In a large heavy pan over medium heat, place meat; cover with water. Add cider vinegar, whole cloves, allspice, and bay leaf. Simmer approximately 2 hours or until the meat is tender and falls apart. Remove from heat and refrigerate meat in cooking liquid overnight.
Remove from refrigerator and remove meat from liquid. Remove all fat from top of liquid; discarding the liquid. Separate meat from bones, discard bones. Chop cooked meat into small cubes.
In a large pot, combine meat cubes, suet, apple cider, beef broth, apples, raisins, currants, citron, cloves, cinnamon, nutmeg, allspice, and brown sugar. Over medium heat, let mixture come just to a low boil; reduce heat to low and let simmer until the apples are cooked.
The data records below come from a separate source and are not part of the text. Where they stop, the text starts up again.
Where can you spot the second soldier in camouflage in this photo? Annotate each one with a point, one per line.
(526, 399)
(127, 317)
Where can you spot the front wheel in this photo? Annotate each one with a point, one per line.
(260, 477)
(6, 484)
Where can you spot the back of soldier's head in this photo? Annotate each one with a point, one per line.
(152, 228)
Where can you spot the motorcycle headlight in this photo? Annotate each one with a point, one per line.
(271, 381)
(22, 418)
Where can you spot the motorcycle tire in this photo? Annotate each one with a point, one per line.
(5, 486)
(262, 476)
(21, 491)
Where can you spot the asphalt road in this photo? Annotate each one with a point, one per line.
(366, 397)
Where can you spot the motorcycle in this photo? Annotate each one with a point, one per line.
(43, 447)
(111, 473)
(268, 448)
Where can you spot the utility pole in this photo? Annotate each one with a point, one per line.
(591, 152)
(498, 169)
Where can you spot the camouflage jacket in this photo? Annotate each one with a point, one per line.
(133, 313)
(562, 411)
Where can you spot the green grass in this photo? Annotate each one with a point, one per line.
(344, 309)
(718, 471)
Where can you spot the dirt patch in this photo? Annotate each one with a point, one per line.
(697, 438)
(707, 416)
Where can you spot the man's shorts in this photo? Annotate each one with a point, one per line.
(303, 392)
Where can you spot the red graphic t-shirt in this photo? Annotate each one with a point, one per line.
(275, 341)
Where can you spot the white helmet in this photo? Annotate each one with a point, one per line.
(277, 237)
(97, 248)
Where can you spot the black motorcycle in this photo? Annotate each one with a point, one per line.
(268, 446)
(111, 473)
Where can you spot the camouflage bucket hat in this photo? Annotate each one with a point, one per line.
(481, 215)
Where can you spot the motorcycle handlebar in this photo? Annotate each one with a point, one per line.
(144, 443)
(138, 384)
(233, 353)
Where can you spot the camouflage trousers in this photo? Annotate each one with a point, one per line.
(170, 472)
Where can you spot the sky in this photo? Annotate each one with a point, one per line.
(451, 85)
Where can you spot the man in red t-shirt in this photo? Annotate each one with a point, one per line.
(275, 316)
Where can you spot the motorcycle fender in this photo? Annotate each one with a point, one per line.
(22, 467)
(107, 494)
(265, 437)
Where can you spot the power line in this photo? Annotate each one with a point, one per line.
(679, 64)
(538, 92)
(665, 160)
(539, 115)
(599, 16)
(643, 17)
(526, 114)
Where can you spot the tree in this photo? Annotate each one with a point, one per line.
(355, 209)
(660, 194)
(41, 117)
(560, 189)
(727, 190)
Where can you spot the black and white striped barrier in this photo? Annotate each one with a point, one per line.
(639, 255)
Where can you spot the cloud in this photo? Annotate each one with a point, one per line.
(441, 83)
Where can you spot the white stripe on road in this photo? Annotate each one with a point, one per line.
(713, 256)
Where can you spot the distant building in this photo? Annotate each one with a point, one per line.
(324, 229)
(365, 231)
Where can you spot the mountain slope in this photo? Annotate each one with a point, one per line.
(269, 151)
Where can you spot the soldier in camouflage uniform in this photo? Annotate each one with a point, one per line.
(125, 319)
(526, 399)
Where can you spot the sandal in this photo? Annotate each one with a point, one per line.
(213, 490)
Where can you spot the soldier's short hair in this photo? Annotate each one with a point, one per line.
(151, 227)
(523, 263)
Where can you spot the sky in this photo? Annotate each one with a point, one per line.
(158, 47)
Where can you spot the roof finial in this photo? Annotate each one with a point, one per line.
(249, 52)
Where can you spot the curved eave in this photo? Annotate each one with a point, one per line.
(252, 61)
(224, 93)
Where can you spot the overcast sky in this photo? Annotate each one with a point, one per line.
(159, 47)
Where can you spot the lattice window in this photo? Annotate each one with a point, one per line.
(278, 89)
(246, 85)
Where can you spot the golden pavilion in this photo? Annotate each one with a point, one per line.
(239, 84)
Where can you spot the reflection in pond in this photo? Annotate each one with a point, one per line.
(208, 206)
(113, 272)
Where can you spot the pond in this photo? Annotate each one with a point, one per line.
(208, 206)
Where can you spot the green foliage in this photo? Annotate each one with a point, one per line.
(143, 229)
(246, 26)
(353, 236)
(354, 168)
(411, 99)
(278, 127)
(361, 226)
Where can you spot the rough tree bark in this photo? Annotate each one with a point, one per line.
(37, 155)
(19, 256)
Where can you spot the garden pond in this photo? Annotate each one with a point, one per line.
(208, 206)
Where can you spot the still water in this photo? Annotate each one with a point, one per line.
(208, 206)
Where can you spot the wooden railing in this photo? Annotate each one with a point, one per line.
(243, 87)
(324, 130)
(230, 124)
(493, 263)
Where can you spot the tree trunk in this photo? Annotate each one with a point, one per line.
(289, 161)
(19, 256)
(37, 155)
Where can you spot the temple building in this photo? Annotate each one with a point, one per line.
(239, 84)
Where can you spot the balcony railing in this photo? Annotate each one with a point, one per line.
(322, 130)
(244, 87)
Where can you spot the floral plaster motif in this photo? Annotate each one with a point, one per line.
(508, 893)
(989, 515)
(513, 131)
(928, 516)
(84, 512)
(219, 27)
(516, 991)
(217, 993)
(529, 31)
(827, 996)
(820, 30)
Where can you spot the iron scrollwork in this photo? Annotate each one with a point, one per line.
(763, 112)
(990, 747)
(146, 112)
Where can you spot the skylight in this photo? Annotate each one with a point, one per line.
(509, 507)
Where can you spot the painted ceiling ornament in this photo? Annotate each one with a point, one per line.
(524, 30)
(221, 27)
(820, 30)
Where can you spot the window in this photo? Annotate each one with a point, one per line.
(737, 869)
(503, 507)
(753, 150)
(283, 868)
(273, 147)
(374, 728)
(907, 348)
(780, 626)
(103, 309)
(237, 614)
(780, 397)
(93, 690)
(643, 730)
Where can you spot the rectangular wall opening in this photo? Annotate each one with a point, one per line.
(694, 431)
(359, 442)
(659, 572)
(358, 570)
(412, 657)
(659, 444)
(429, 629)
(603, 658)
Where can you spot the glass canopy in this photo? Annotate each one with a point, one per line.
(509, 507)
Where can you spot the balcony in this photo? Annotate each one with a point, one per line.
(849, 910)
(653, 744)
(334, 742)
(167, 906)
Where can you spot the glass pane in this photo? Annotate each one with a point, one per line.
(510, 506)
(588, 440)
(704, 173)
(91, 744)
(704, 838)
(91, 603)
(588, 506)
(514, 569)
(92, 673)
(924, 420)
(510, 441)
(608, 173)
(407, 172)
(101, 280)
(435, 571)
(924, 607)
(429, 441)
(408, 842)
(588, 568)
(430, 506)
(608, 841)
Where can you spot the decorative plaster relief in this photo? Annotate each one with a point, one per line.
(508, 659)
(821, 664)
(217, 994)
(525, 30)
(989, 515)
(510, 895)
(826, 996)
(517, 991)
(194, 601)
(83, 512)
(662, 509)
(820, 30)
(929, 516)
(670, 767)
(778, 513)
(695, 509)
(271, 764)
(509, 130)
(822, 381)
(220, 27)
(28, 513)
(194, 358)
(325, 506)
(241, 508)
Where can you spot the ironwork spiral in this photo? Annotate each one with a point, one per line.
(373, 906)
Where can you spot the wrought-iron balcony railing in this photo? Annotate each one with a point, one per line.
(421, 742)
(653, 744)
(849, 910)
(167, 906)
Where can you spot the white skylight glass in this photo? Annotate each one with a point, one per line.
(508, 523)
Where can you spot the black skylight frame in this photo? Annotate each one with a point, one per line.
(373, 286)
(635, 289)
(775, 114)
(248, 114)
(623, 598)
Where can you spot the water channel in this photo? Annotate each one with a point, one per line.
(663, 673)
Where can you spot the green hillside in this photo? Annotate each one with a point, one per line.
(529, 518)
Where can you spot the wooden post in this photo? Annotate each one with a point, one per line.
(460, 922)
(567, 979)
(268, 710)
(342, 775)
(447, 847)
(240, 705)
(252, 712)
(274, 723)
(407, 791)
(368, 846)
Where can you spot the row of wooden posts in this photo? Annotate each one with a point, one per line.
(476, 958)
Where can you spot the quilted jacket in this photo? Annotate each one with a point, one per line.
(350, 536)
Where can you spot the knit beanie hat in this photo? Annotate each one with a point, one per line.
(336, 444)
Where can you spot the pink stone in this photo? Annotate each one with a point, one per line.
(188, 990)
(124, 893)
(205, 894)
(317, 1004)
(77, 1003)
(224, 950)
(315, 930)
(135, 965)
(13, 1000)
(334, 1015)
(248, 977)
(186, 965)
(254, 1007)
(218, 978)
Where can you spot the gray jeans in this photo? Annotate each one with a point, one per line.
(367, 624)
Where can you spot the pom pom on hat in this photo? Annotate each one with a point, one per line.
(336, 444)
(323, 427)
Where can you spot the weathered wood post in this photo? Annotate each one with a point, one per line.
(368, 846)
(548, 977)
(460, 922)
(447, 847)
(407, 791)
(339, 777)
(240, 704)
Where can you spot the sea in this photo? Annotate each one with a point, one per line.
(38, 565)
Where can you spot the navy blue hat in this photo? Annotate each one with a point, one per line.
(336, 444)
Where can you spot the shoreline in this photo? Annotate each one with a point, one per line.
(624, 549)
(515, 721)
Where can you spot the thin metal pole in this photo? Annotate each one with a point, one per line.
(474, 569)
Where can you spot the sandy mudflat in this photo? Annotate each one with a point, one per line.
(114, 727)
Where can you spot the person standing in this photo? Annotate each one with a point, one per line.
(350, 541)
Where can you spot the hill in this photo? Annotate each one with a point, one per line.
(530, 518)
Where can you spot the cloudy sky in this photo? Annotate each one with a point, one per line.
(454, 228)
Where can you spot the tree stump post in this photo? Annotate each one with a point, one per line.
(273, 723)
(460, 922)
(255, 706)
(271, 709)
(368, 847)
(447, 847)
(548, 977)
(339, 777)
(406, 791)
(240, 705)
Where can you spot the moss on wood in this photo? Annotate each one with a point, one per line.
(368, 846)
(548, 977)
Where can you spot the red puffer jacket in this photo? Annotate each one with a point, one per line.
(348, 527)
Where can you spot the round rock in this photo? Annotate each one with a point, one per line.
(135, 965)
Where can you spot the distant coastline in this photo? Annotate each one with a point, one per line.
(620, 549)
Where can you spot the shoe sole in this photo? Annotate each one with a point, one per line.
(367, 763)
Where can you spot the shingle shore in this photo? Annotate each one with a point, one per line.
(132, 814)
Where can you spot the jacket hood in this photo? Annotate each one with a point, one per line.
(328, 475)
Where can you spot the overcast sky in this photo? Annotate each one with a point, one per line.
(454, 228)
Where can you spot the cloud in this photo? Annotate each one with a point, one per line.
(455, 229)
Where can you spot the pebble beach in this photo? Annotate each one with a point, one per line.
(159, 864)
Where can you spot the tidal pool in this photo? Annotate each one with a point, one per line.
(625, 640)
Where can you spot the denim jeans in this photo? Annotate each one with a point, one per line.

Remove from heat and add rum or Applejack brandy and mix together.
Variation: For a wonderful flavor boost, zest and juice 2 to 3 lemons and 2 orange. Add to mince before bringing to a boil.
It’s best to let mincemeat stand at least a couple of weeks before using. I store mine in the refrigerator. Freeze in air-tight containers for longer storage.
Preheat oven to 425 degrees F. Prepare pie pastry.
In a large bowl, lightly toss the sliced apples with a little flour and cinnamon. Spread the apple mixture over the bottom of the pastry-lined plate. Dot with butter. Spoon prepared mincemeat over the top. Add additional rum or brandy to your taste. Cover with remaining pastry and flute. Cut slits in pastry so steam can escape. Cover edge with aluminum foil to prevent excessive browning.
NOTE: I think my great grandma added the apples to stretch the mincemeat supply. Non-mince lovers absolutely love this pie. The only downfall of making this pie so delectable that the pie doesn't last as long!
Bake pie approximately 40 to 50 minutes or until crust is lightly browned. Remove aluminum foil during last 15 minutes of baking. Remove from oven and cool on awire rack before cutting and serving.
Serve warm or at room temperature.
Makes 8 servings.
* Suet is a solid while animal fat. The best Suet comes from the fat that grows around the kidneys in cows and sheep. You can purchase packages of suet from your local butcher or from the meat department of your local grocery store. It then needs to be coarsely grated to make it ready to use. It also must be kept refrigerated prior to use and used within a few days of purchase, just like meat. You can also substite lard, shortening, butter, or bacon fat.